The good news is that burnout is both reversible and preventable, Ms. McCormick says. The health care industry is beginning to recognize that physician burnout is a serious problem and is starting to take some steps to correct it, she says.

First steps typically include educating physicians on the issue. Some provide employee assistance programs for physicians that are in need while simultaneously developing programs to prevent burnout. Ms. McCormick states that her team is beginning to see organizations include educational programs into their on-boarding and orientation programs. Including physicians' spouses and families into the design of these programs is important because burned out physicians will often carry their work issues into their personal lives at home.

One of the most important things is that physicians must be able to access these services confidentially and there must be no punitive actions for those seeking assistance, Ms. McCormick emphasizes.

Organizations must also address the systemic issues that are leading to burnout. They must look for ways to reduce stress in the work environment and allow physicians adequate time to recharge and address their personal needs. One such tactic is to place physicians in teams where they work with other healthcare providers to address patient care needs. The increasing presence of nurse practitioners and physician assistants may help because it spreads out the work and documentation, she says, reducing the time required for some of these activities so that they can spend more time with their patients.

Hospitals have a vested interest in keeping physicians healthy and employed. There are no exact statistics, but many medical professionals feel as though there is a connection between burnout and more medical errors and less satisfied patients. Burned out physicians are also more likely to be less productive, and as the reimbursement model in the U.S. becomes more value and patient-outcome based, that may reduce reimbursement levels for hospitals and physician practices.

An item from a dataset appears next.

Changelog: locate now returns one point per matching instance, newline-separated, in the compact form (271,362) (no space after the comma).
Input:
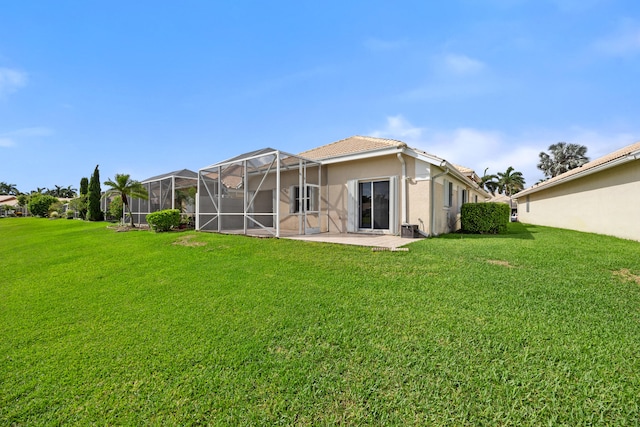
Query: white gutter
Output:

Burnout is also expensive. "If a burned out physician is taking it out on other staff members, healthcare organizations will likely have increased turnover in staff," Ms. McCormick says. "We also see physicians retiring early due to burnout, and the cost of replacing physicians can be staggering if you include lost patients and productivity for practice ramp-up for new physicians."

Instituting any of the measures, either to prevent or alleviate burnout, can potentially save a physician's career and improve relationships between physicians and their employers and peers.

"Organizations strive to engage physicians so they can align on important health care delivery objectives," McCormick says. "It's important that we come together and find solutions that help physicians deal with the numerous challenges they face today and ease their burden. It benefits all of us — most importantly it benefits the patients we serve."